Algumas empresas já percebem que é preciso mudar estratégias de marketing com relação ao público consumidor que mais se expande no país e estão atentas ao crescente movimento contra a discriminação por idade.

Andréa Pachá
(Leo Aversa/Divulgação)

“Antes, era raro o divórcio após décadas de casamento, mas hoje os homens se casam com mulheres mais jovens, enquanto as ex-esposas são relegadas a um lugar de solidão e de dificuldade material.”

Andréa Pachá, juíza, 58 anos

No mercado de cosméticos, a carioca Dermatus eliminou os termos “antienvelhecimento” e “anti-idade”. “As mulheres não querem mais perceber o envelhecimento como algo ruim”, sintetiza a sócia e diretora de marketing Cláudia Souza, 58 anos. Ela considera que há muito que progredir nesse campo. “No dia dos avós, surge aquela figura de cabelos brancos, velhinha. Sou avó, mas estou longe desse estereótipo”, frisa.

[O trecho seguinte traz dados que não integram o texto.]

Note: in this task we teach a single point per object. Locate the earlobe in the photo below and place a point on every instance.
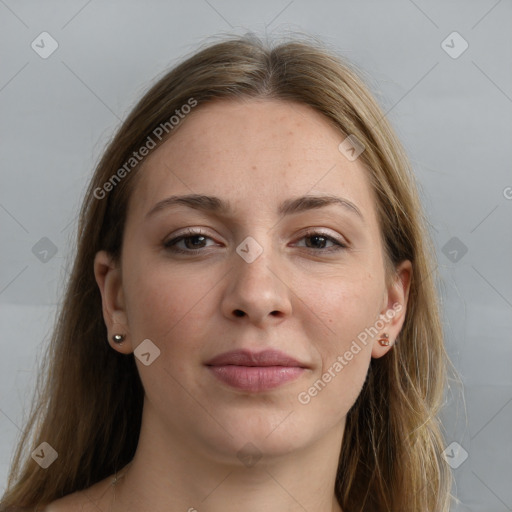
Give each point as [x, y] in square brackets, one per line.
[393, 314]
[109, 280]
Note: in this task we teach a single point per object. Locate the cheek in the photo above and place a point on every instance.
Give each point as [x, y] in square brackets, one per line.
[164, 304]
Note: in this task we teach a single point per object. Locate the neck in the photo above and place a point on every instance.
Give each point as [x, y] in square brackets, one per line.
[169, 476]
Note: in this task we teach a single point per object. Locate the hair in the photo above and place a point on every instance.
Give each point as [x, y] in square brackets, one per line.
[89, 401]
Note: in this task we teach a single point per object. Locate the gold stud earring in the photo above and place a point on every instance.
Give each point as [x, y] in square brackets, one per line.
[384, 340]
[118, 338]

Outras tantas também não se espelham nas imagens tão repisadas dos mais velhos, como a atriz Clarice Niskier, 63 anos. Adepta dos cabelos compridos, ela se separou há um ano, depois de quase três décadas casada, apesar de muitas amigas terem recomendado o contrário. Assim como sempre escutou as pessoas dizerem que o cabelo comprido envelhece, “É melhor cortar!”, Clarice passou a ser bombardeada com questões do tipo: “Tem certeza de que vai se separar?”, “Ruim com ele, pior sem ele”, “Você vai se condenar à solidão”. Pois ela não enxerga assim: “Também existe solidão dentro do casamento”.

Ela quer é viver o novo capítulo de sua vida com “intensidade”. “Espero estar bem viva quando morrer”, conclui. Está aí um belo conselho para todas as mulheres.